Integrating your DevOps toolchain of choice
One thing that has become clear through the various OpenStack statistics based on their annual survey, is that many of the OpenStack users are using a toolchain that is comprised of tools available through OpenStack infrastructure, as well as tools that are not specific to OpenStack such as Docker, Chef, Puppet, Ansible, JClouds and others.
Integrating all these tools as part of a deployment system becomes a fairly complex task that can takes weeks and even months.
We realized that if we want to provide a full lifecycle management of the application, it wouldn’t be right to force a particular stack or toolchain on a user, but rather provide an open pluggable architecture that could enable you to easily integrate your choice of tools into the same deployment.

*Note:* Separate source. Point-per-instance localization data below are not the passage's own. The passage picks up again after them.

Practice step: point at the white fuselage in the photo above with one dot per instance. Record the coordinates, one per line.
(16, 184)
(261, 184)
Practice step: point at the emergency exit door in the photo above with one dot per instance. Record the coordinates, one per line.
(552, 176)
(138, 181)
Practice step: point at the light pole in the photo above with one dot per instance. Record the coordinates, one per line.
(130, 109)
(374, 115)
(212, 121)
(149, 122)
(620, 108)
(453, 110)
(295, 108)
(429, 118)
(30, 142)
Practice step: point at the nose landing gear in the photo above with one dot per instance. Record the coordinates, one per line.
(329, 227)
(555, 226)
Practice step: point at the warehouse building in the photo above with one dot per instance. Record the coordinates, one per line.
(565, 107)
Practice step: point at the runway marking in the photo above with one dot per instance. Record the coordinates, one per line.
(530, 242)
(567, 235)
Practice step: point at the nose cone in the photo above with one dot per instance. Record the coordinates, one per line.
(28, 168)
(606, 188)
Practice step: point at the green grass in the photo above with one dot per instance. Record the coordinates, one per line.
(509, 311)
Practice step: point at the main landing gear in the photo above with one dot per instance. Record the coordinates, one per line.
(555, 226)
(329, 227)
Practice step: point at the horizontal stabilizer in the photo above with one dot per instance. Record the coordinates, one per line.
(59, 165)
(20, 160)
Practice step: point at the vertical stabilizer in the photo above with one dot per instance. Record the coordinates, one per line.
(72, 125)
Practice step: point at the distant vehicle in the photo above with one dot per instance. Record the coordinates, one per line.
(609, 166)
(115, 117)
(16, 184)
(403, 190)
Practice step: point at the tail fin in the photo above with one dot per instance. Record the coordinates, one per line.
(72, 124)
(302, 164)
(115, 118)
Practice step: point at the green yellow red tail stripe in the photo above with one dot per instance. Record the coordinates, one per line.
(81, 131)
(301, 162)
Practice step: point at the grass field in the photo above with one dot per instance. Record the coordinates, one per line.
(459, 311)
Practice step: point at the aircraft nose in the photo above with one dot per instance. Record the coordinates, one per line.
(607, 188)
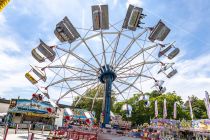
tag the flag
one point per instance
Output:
(191, 111)
(156, 109)
(164, 109)
(3, 3)
(175, 111)
(206, 101)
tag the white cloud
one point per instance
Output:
(134, 2)
(193, 77)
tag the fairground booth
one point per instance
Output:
(165, 123)
(34, 112)
(78, 116)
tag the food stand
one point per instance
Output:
(35, 112)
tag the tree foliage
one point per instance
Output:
(142, 114)
(86, 103)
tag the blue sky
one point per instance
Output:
(22, 23)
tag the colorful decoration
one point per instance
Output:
(156, 108)
(164, 109)
(175, 110)
(3, 3)
(191, 111)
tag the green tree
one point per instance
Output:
(86, 103)
(142, 114)
(198, 106)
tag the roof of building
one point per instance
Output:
(3, 100)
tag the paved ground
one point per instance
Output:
(23, 135)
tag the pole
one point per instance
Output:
(5, 131)
(156, 108)
(190, 105)
(175, 110)
(43, 129)
(164, 110)
(16, 129)
(107, 99)
(31, 136)
(29, 128)
(206, 101)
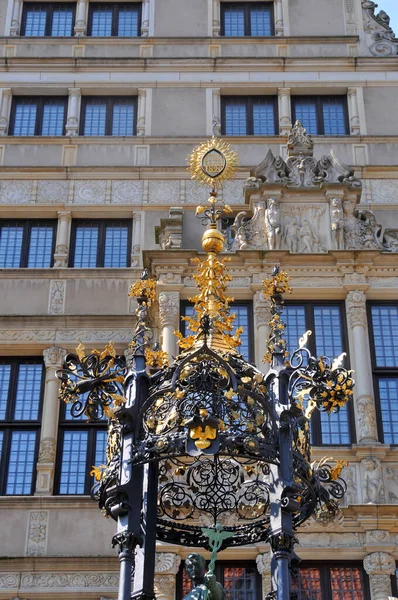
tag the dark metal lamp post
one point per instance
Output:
(208, 451)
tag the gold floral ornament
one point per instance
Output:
(213, 162)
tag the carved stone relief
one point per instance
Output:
(56, 303)
(37, 533)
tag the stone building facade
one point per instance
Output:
(99, 106)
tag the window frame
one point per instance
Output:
(40, 102)
(247, 7)
(219, 573)
(248, 100)
(109, 102)
(9, 424)
(250, 319)
(377, 372)
(319, 99)
(49, 7)
(309, 306)
(27, 225)
(102, 226)
(115, 12)
(324, 568)
(92, 427)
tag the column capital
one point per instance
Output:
(54, 357)
(356, 308)
(169, 308)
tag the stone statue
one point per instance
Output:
(292, 230)
(337, 223)
(374, 491)
(204, 585)
(273, 223)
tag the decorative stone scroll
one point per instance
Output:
(382, 40)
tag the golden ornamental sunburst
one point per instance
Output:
(213, 162)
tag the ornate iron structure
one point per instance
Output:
(209, 444)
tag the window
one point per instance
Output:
(122, 20)
(244, 318)
(384, 347)
(101, 243)
(81, 446)
(255, 115)
(247, 18)
(27, 244)
(337, 582)
(47, 19)
(322, 115)
(241, 580)
(21, 394)
(38, 116)
(109, 116)
(327, 323)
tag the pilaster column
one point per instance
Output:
(166, 568)
(5, 108)
(169, 314)
(364, 400)
(279, 27)
(355, 124)
(61, 254)
(53, 359)
(262, 317)
(141, 110)
(136, 240)
(16, 17)
(81, 18)
(145, 19)
(285, 111)
(380, 566)
(264, 568)
(216, 111)
(216, 25)
(72, 122)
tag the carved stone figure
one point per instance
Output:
(204, 585)
(373, 481)
(273, 223)
(337, 223)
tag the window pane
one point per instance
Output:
(308, 584)
(334, 116)
(35, 23)
(10, 246)
(128, 21)
(28, 392)
(95, 118)
(21, 462)
(102, 21)
(5, 371)
(388, 391)
(40, 247)
(25, 118)
(73, 465)
(328, 340)
(385, 332)
(260, 21)
(62, 21)
(86, 246)
(346, 584)
(235, 118)
(240, 583)
(305, 109)
(53, 118)
(123, 118)
(234, 20)
(116, 239)
(263, 117)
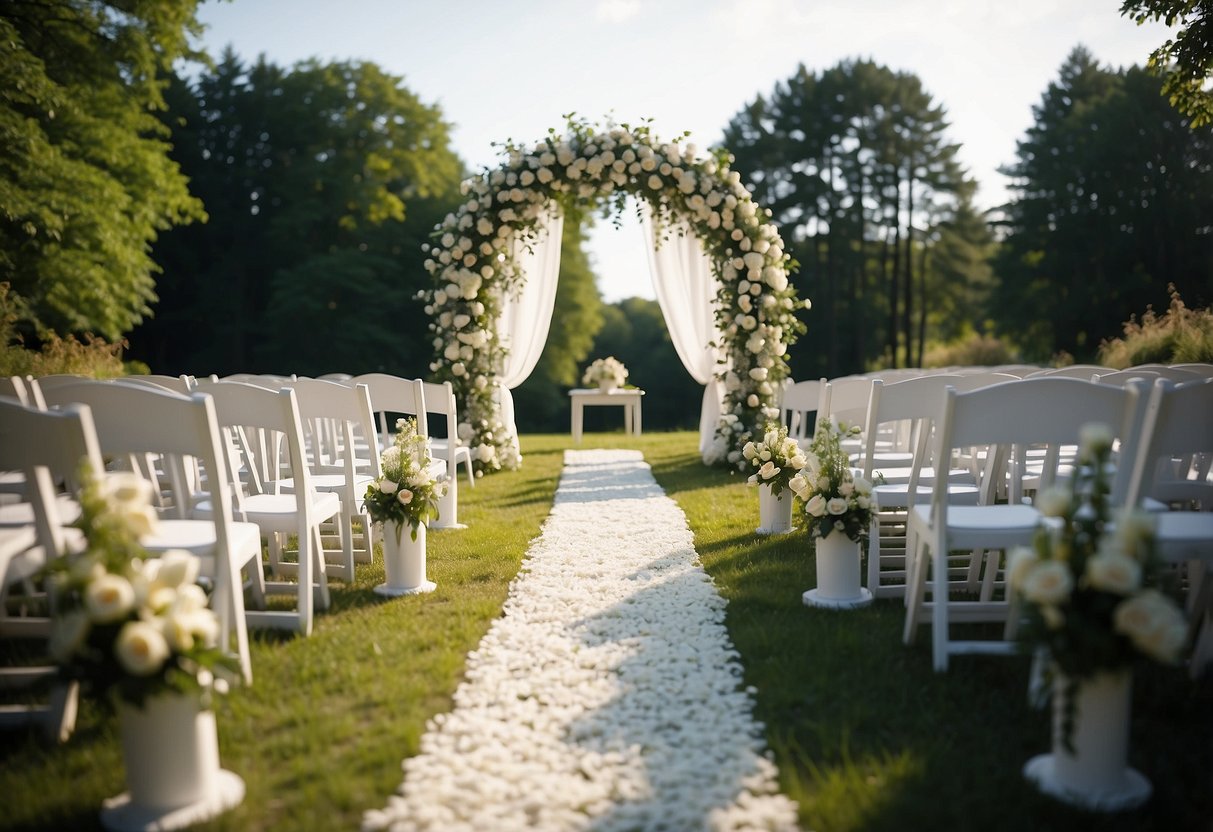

With Cloudify 2.x we included support for Chef, Puppet and also had a cloud driver that allows us to integrate with various cloud infrastructures, as well as with tools like JClouds.
With Cloudify 3.x we created a more generic plugin architecture that allows users to plug in almost any element of their application, starting from the cloud plugin to configuration management, orchestration, monitoring etc.
To make this simple we included a Bash plugin that provides a simple framework for integration with external tools, just by pointing the plugin to the relevant Bash script.
In this post I thought sharing the story behind the scenes that we went through to make Cloudify OpenStack native, and the rationale and decision process behind them, would be relevant to other users that are considering their OpenStack strategy. Especially for those still deciding how deep they should integrate with OpenStack.
The good news is that, it is quite possible to integrate natively with OpenStack without limiting yourself only to OpenStack. Having said that, the initial investment required to get there is quite big. I hope that this lesson from our own experience will save others time.